Etch - Weather
pendingby Peter Parente
Etches weather forecasts into your local notes.
Obsidian Plugin - Etch - Weather
An Obsidian plugin that etches daily weather forecasts into your notes for permanent, local, offline access.

Why?
I wanted another plugin like [parente/obsidian-etch-google-calendar], this time to get an glimpse of expected weather in my daily notes and to maintain a history of those forecasts in my markdown files.
Setup
I've submitted this plugin for inclusion in the Obsidian Community Plugins list. You can one-click install it from there once it's approved. Until then, you can use the BRAT plugin to install a release from this repository.
Once installed, configure the default location for forecasts, measurement units, and other details in the Obsidian settings.
Usage
Add a fenced code block with language identifier like etch-weather{date: 2025-12-31} to a note.
Move the text caret out of the block so that it renders. Click the pen icon that appears in the
bottom right to etch the forecast for the default location on that date (2025-12-31) into the code
block.
```etch-weather{date: 2025-12-31}
```
Alternatively, create a daily note with a title like 2025-12-31 and place a code block without a
{date: ...} into the note. The plugin will put the forecast for the default location for that
date into the code block instead. This approach works great with the Periodic
Notes and
Calendar plugins.
```etch-weather
```
You can override the default location using fenced block parameters too.

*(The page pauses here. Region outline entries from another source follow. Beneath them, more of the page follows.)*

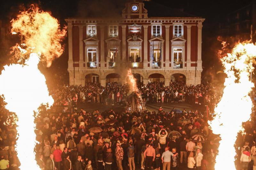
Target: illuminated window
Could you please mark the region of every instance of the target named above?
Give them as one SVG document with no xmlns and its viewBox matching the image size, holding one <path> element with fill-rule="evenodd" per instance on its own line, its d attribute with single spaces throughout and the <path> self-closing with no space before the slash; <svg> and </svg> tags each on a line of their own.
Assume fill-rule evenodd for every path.
<svg viewBox="0 0 256 170">
<path fill-rule="evenodd" d="M 140 50 L 139 48 L 131 48 L 130 50 L 130 62 L 140 62 L 141 60 L 140 56 Z"/>
<path fill-rule="evenodd" d="M 153 36 L 158 37 L 160 36 L 161 26 L 160 25 L 153 25 Z"/>
<path fill-rule="evenodd" d="M 87 34 L 91 37 L 94 37 L 96 35 L 96 26 L 88 26 Z"/>
<path fill-rule="evenodd" d="M 174 25 L 174 36 L 182 36 L 182 25 Z"/>
<path fill-rule="evenodd" d="M 109 26 L 109 36 L 116 37 L 117 36 L 117 26 Z"/>
<path fill-rule="evenodd" d="M 87 56 L 88 62 L 97 61 L 97 51 L 96 49 L 87 49 Z"/>
</svg>

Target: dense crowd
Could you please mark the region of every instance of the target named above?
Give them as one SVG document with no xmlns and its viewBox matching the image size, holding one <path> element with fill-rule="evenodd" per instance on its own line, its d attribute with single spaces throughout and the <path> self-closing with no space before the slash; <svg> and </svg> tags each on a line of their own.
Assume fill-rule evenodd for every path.
<svg viewBox="0 0 256 170">
<path fill-rule="evenodd" d="M 165 86 L 163 82 L 138 84 L 145 103 L 186 102 L 212 106 L 220 97 L 220 94 L 217 92 L 220 91 L 219 89 L 215 89 L 209 83 L 196 86 L 179 82 L 171 82 L 169 86 Z M 75 105 L 86 102 L 114 105 L 125 103 L 129 90 L 127 84 L 108 83 L 105 87 L 95 83 L 86 84 L 84 86 L 58 86 L 51 93 L 56 105 Z"/>
<path fill-rule="evenodd" d="M 145 102 L 204 104 L 217 102 L 220 95 L 213 94 L 210 84 L 195 86 L 173 83 L 165 87 L 154 83 L 140 86 Z M 77 104 L 91 99 L 92 102 L 121 104 L 129 89 L 117 83 L 106 87 L 94 83 L 58 87 L 51 92 L 56 105 Z M 255 103 L 256 95 L 252 95 Z M 15 125 L 4 124 L 7 113 L 0 109 L 0 169 L 4 169 L 9 162 L 13 167 L 19 163 L 14 150 Z M 46 170 L 213 169 L 220 138 L 209 129 L 205 113 L 177 111 L 160 107 L 158 112 L 141 113 L 116 112 L 112 109 L 89 113 L 83 109 L 57 115 L 50 110 L 44 112 L 36 121 L 40 142 L 36 146 L 36 159 L 41 169 Z M 244 124 L 246 134 L 238 135 L 235 146 L 238 168 L 247 169 L 252 162 L 256 168 L 253 114 Z"/>
</svg>

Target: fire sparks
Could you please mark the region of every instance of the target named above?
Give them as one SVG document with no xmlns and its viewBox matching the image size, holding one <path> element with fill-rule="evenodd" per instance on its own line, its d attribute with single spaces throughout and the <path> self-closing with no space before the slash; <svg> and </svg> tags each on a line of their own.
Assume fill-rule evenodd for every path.
<svg viewBox="0 0 256 170">
<path fill-rule="evenodd" d="M 13 19 L 11 31 L 19 33 L 22 43 L 26 44 L 27 55 L 32 52 L 40 52 L 42 54 L 41 60 L 46 62 L 50 67 L 52 61 L 60 57 L 63 49 L 60 42 L 66 34 L 65 29 L 61 30 L 58 20 L 48 12 L 41 11 L 31 5 L 28 11 L 21 12 L 17 18 Z M 20 59 L 20 54 L 15 54 Z"/>
<path fill-rule="evenodd" d="M 0 75 L 0 94 L 4 95 L 6 108 L 18 118 L 16 150 L 21 164 L 20 168 L 39 170 L 34 152 L 36 141 L 34 111 L 42 103 L 52 106 L 54 101 L 38 64 L 41 60 L 49 66 L 54 58 L 61 55 L 63 49 L 60 42 L 66 31 L 60 31 L 58 20 L 50 13 L 34 6 L 20 12 L 12 23 L 12 32 L 21 35 L 24 43 L 16 46 L 15 57 L 28 56 L 24 65 L 4 67 Z"/>
<path fill-rule="evenodd" d="M 221 138 L 215 169 L 236 169 L 234 144 L 237 133 L 243 130 L 242 123 L 250 119 L 251 113 L 249 94 L 254 85 L 249 77 L 255 57 L 256 46 L 244 43 L 237 44 L 231 53 L 221 59 L 227 78 L 222 98 L 214 110 L 216 116 L 209 122 L 213 133 Z"/>
<path fill-rule="evenodd" d="M 136 79 L 134 78 L 132 73 L 132 69 L 129 69 L 128 70 L 127 74 L 127 77 L 128 78 L 129 82 L 130 87 L 130 90 L 132 92 L 139 92 L 139 89 L 137 87 L 137 84 L 136 83 Z"/>
</svg>

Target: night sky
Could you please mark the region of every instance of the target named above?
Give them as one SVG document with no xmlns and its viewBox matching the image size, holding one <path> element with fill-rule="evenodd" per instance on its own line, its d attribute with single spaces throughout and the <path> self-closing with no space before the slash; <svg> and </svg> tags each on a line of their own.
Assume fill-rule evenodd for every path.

```etch-weather{lat: 34.1030, lon: -118.4105, tz: America/Los_Angeles}
```
Development
cd /path/to/vault/.obsidian/plugins
git clone git@github.com:parente/obsidian-etch-weather.git
npm i
npm run eslint
npm run svelte-check
npm run dev
Attribution
The structure of this plugin originates from https://github.com/obsidianmd/obsidian-sample-plugin. I reused some code and patterns from https://github.com/parente/obsidian-etch-google-calendar.
All weather data by Open-Meteo.com under the Attribution 4.0 International (CC BY 4.0) license. The project uses the Open-Meteo Typescript client which is MIT licensed.